Registers a prompt template for conversation generation

pub fn prompts<P: McpPrompt + 'static, I: IntoIterator<Item = P>>( self, prompts: I, ) -> Self

Register multiple prompts

pub fn elicitation<E: McpElicitation + 'static>(self, elicitation: E) -> Self

Register an elicitation provider with the server

pub fn elicitations<E: McpElicitation + 'static, I: IntoIterator<Item = E>>( self, elicitations: I, ) -> Self

Register multiple elicitation providers

pub fn sampling_provider<S: McpSampling + 'static>(self, sampling: S) -> Self

Register a sampling provider with the server

pub fn sampling_providers<S: McpSampling + 'static, I: IntoIterator<Item = S>>( self, sampling: I, ) -> Self

Register multiple sampling providers

pub fn completion_provider<C: McpCompletion + 'static>( self, completion: C, ) -> Self

Register a completion provider with the server

pub fn completion_providers<C: McpCompletion + 'static, I: IntoIterator<Item = C>>( self, completions: I, ) -> Self

Register multiple completion providers

pub fn logger<L: McpLogger + 'static>(self, logger: L) -> Self

Register a logger with the server

pub fn loggers<L: McpLogger + 'static, I: IntoIterator<Item = L>>( self, loggers: I, ) -> Self

Register multiple loggers

pub fn root_provider<R: McpRoot + 'static>(self, root: R) -> Self

Register a root provider with the server

pub fn root_providers<R: McpRoot + 'static, I: IntoIterator<Item = R>>( self, roots: I, ) -> Self

Register multiple root providers

pub fn notification_provider<N: McpNotification + 'static>( self, notification: N, ) -> Self

Register a notification provider with the server

pub fn notification_providers<N: McpNotification + 'static, I: IntoIterator<Item = N>>( self, notifications: I, ) -> Self

Register multiple notification providers

pub fn sampler<S: McpSampling + 'static>(self, sampling: S) -> Self

Register a sampler - convenient alias for sampling_provider Automatically uses “sampling/createMessage” method

pub fn completer<C: McpCompletion + 'static>(self, completion: C) -> Self

Register a completer - convenient alias for completion_provider Automatically uses “completion/complete” method

pub fn notification_type<N: McpNotification + 'static + Default>(self) -> Self

Register a notification by type - type determines method automatically This enables the .notification::<T>() pattern from universal-turul-mcp-server

pub fn handler<H: McpHandler + 'static>(self, handler: H) -> Self

Register a handler with the server

pub fn handlers<H: McpHandler + 'static, I: IntoIterator<Item = H>>( self, handlers: I, ) -> Self

Register multiple handlers

pub fn with_completion(self) -> Self

Add completion support

pub fn with_prompts(self) -> Self

Add prompts support

pub fn with_resources(self) -> Self

Add resources support

Note: This method is now optional. The framework automatically calls this when resources are registered via .resource() or .template_resource(). You only need to call this explicitly if you want to enable resource capabilities without registering any resources.

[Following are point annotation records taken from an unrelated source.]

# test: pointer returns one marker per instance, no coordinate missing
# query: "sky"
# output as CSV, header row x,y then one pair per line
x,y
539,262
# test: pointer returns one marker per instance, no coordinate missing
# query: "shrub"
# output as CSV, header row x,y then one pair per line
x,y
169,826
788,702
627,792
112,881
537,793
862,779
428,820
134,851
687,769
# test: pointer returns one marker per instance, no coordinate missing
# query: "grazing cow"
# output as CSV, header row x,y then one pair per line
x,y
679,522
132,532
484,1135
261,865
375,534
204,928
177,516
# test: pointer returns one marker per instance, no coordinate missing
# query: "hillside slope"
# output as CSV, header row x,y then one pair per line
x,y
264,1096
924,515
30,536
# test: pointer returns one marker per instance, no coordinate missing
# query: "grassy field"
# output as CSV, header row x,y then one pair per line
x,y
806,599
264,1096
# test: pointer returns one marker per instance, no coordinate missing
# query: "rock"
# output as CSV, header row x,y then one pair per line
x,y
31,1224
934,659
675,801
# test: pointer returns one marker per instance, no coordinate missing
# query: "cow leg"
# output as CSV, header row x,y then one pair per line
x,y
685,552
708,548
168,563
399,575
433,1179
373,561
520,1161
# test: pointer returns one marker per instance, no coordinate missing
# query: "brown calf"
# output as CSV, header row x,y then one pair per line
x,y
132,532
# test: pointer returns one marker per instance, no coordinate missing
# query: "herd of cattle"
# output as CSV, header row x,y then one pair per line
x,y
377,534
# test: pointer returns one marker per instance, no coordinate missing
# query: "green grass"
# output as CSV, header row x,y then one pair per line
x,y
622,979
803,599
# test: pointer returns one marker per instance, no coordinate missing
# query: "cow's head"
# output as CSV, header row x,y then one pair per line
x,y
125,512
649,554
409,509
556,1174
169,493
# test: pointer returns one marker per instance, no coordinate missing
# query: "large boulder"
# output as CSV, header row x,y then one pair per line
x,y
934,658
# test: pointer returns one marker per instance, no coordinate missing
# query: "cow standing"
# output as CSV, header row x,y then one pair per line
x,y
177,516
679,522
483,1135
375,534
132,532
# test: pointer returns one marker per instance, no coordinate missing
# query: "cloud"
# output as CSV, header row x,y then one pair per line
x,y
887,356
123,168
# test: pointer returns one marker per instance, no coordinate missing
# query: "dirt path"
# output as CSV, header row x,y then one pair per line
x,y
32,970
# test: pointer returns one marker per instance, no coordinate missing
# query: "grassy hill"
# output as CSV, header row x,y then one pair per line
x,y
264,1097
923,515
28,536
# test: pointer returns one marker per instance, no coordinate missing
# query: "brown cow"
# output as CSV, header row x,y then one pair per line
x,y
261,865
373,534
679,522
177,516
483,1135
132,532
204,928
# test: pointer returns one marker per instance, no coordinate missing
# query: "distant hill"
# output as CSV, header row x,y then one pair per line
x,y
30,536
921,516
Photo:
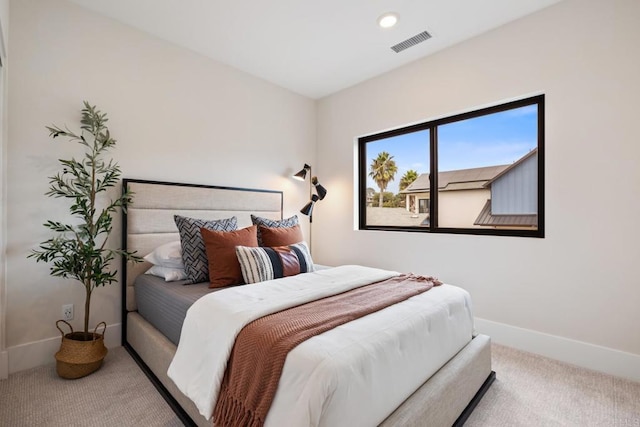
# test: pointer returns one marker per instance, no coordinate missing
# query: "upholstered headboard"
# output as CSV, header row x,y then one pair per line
x,y
148,222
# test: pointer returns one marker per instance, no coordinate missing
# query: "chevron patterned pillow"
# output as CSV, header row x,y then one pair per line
x,y
271,223
194,255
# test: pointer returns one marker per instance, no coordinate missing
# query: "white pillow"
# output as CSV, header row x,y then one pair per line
x,y
167,255
169,274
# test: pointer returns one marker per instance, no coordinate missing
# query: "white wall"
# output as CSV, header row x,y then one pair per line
x,y
576,290
4,40
177,116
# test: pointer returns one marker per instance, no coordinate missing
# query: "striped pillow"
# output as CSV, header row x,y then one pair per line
x,y
263,263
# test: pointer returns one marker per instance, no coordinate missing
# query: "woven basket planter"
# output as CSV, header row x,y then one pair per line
x,y
79,357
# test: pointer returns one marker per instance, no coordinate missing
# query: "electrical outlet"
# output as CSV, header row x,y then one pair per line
x,y
67,312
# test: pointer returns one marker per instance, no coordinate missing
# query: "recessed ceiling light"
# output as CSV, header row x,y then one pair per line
x,y
388,20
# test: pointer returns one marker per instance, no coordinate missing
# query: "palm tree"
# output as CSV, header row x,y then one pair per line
x,y
408,178
383,170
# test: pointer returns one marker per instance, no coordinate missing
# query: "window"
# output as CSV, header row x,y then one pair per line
x,y
487,167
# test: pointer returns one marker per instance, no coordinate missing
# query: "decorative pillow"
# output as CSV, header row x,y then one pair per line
x,y
167,255
280,236
193,252
169,274
262,263
266,222
224,268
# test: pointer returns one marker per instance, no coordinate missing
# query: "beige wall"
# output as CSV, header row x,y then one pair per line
x,y
177,116
578,287
4,27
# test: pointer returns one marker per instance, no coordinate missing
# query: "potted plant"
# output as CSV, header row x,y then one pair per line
x,y
78,250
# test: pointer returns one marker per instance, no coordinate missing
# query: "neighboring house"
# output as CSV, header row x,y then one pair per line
x,y
513,201
462,194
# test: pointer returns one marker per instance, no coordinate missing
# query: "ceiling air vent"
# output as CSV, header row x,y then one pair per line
x,y
418,38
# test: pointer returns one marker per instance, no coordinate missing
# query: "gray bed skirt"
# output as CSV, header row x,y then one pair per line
x,y
438,402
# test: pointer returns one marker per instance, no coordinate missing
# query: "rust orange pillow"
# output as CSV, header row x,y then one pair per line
x,y
224,268
281,236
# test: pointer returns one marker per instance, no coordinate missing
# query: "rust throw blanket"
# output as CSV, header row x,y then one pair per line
x,y
253,371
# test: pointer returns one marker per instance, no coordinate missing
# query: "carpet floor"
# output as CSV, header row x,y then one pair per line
x,y
529,390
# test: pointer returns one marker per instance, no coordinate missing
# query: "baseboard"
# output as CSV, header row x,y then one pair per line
x,y
38,353
4,365
585,355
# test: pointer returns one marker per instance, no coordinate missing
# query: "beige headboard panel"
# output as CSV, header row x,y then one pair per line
x,y
148,222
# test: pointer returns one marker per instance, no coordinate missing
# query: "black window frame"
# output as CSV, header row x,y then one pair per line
x,y
433,125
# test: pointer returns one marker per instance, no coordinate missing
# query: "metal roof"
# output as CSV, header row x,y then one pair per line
x,y
486,218
462,179
513,165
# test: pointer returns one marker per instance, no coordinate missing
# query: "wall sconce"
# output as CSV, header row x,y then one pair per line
x,y
320,193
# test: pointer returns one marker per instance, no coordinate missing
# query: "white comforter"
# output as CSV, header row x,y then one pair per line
x,y
353,375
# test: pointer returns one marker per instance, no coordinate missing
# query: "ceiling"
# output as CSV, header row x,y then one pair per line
x,y
314,48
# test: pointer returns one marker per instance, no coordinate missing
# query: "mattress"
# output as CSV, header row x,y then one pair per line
x,y
353,375
165,304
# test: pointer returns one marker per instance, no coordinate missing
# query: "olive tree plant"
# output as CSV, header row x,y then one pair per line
x,y
79,250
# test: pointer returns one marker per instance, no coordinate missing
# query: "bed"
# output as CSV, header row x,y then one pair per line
x,y
153,310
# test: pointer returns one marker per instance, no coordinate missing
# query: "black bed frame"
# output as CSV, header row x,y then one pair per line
x,y
179,411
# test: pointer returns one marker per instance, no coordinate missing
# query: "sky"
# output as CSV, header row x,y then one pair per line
x,y
490,140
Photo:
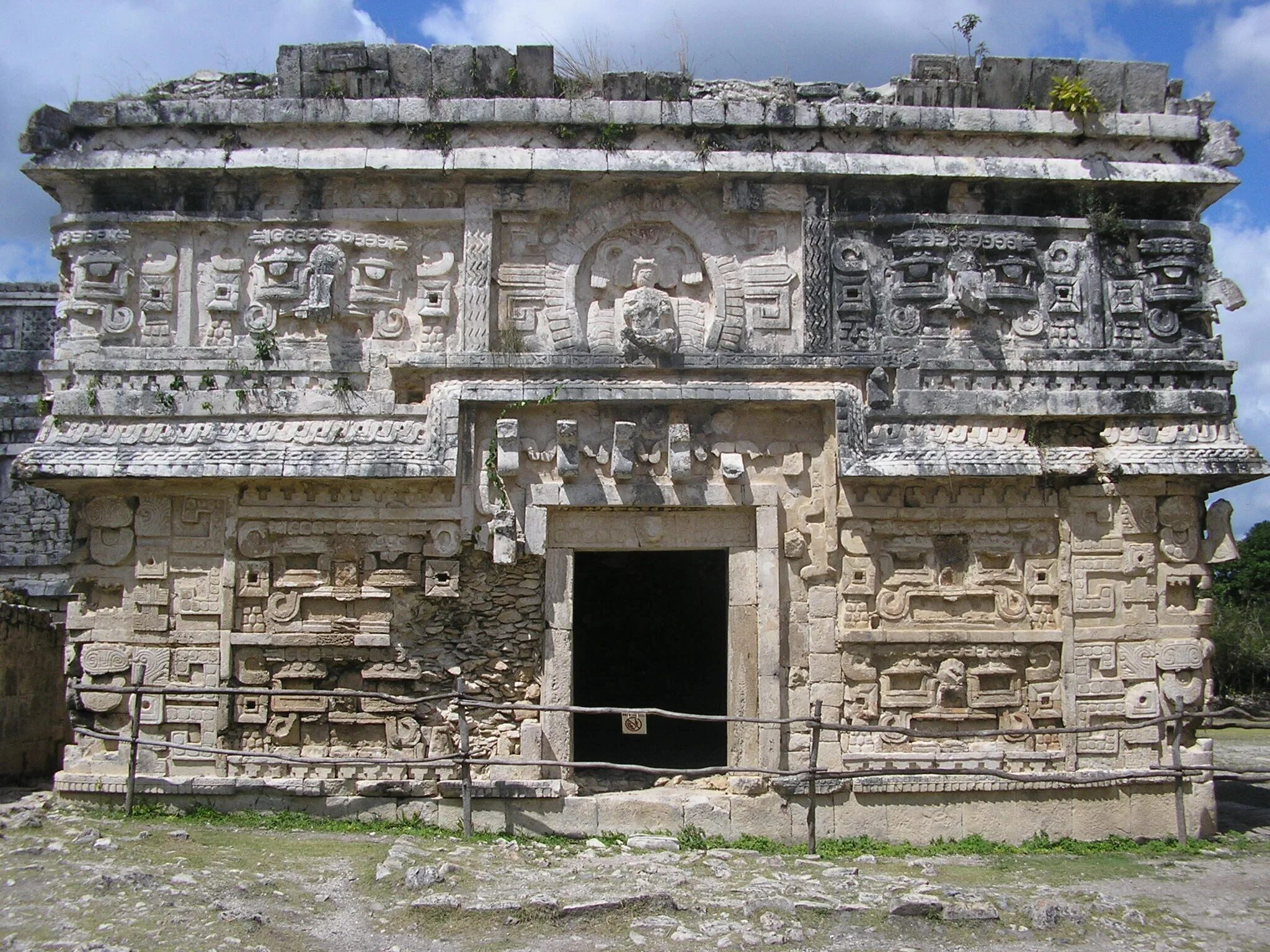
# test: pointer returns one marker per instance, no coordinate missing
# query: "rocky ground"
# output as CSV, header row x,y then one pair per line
x,y
94,883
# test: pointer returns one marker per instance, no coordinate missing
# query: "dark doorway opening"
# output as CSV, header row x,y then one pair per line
x,y
651,630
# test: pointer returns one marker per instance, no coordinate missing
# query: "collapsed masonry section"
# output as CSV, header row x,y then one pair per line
x,y
345,389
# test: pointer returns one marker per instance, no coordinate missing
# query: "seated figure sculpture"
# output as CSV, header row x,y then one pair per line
x,y
648,314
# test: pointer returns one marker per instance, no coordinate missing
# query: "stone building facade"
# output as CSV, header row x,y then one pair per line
x,y
409,364
35,523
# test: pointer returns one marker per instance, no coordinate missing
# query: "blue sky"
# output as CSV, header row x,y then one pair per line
x,y
55,51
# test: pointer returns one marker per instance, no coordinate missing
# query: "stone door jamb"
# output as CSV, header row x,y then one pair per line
x,y
744,519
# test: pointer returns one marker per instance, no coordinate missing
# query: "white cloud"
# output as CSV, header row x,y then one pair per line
x,y
1240,249
98,48
1233,60
821,40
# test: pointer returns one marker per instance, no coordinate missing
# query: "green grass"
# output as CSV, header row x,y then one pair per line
x,y
1042,844
694,838
290,821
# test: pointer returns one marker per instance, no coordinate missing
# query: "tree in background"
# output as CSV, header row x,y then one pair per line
x,y
1241,626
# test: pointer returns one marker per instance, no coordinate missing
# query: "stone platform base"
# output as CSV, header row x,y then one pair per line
x,y
1005,815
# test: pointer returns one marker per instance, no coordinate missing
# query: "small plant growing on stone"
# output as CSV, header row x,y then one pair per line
x,y
492,447
966,27
1105,221
430,135
230,140
693,837
614,136
266,346
510,342
703,146
1072,95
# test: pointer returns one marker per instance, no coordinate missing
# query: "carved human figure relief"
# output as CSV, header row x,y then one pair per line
x,y
648,314
647,294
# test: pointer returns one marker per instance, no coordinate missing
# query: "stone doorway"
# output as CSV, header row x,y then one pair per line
x,y
651,630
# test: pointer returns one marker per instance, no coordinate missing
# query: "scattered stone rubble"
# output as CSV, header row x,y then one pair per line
x,y
443,894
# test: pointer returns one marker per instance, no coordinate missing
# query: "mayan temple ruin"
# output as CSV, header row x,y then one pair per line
x,y
408,366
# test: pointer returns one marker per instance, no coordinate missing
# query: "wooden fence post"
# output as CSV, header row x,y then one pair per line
x,y
465,772
810,778
130,791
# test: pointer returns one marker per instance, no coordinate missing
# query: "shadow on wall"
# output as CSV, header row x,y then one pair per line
x,y
33,723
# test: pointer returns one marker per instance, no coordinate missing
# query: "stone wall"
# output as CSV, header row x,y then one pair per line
x,y
33,522
352,362
33,725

pub fn with_logging(self) -> Self

Add logging support

pub fn with_roots(self) -> Self

Add roots support

pub fn root(self, root: Root) -> Self

Add a single root directory

pub fn with_sampling(self) -> Self

Add sampling support

pub fn with_elicitation(self) -> Self

Add elicitation support with default mock provider

pub fn with_elicitation_provider<P: ElicitationProvider + 'static>( self, provider: P, ) -> Self

Add elicitation support with custom provider

pub fn with_notifications(self) -> Self

Add notifications support

pub fn session_timeout_minutes(self, minutes: u64) -> Self

Configure session timeout (in minutes, default: 30)

pub fn session_cleanup_interval_seconds(self, seconds: u64) -> Self

Configure session cleanup interval (in seconds, default: 60)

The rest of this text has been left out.